Data Structure Introduction

This notebook is to help you learn the basics of Python data structures, particularly lists and dictionaries. You have hopefully seen a little bit of these two data structures in 2308, as list or vector and hash_map. Python and JavaScript both make these structures very easy to work with, and web development depends heavily on them.

Warmup: Basic Python Types

Python provides a variety of basic data types that support common operations.

You can write numbers and strings:

In [1]:
a_num = 5
a_str = 'puppy'

You can do math with these:

In [2]:
a_num * 3
Out[2]:
15

And manipulate strings:

In [3]:
a_str + ' dog'
Out[3]:
'puppy dog'

Python has another really cool feature for strings: string formatting. You can write a string that has some placeholders ({}), and then fill those in with values:

In [4]:
'the {} says {} {} times'.format('cat', 'meow', 5)
Out[4]:
'the cat says meow 5 times'

This is most useful when you have variables that you want to put in to a string:

In [5]:
'the {} says {}'.format(a_str, 'woof')
Out[5]:
'the puppy says woof'

To find out how long a string is, use the len function:

In [6]:
len(a_str)
Out[6]:
5

Lists

Lists do what they say on the tin: they store a list of things. Think like a grocery list, or a to-do list: it is a sequence of items.

For example, the following code creates a new list and assigns it to a variable called beatles:

In [7]:
beatles = ['John', 'Paul', 'George', 'Ringo']

We can see that the list has 4 items, again with the len function:

In [8]:
len(beatles)
Out[8]:
4

The len function applies to lots of different kinds of Python objects. If you want to find out how ‘big’ something is, try len.
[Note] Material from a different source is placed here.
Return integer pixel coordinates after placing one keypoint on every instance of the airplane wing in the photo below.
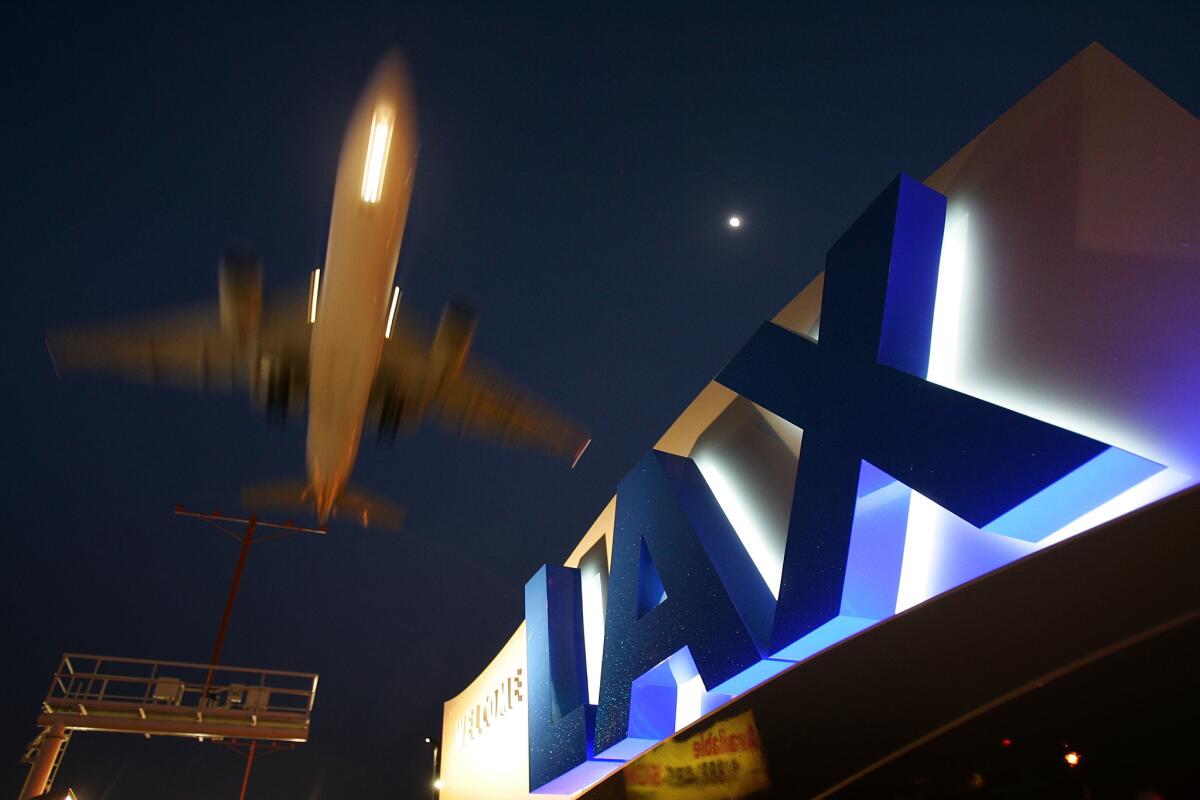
(467, 397)
(189, 348)
(183, 348)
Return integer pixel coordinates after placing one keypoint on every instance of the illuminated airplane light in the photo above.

Lists function a lot like arrays in C++. You can get a specific item (indexes start from 0, just like C++):

In [9]:
beatles[0]
Out[9]:
'John'

You can also reassign a particular value:

In [10]:
beatles[2] = 'Albert'

One of the most common things to do with a list is to iterate over it. Python's for loop does this: it loops over the list, running the code inside it once for each element in the list. The loop also defines a variable that, during each time through the loop, stores that particular value. For example, if we want to print the Beatles:

In [11]:
for beatle in beatles:
    print(beatle)
John
Paul
Albert
Ringo

We can see the different members of the Beatles. Well, with one change — the member we swapped out back in line 10.

What if we want to know which beatle number we're at? In C++, when you loop over an array using an index variable, e.g.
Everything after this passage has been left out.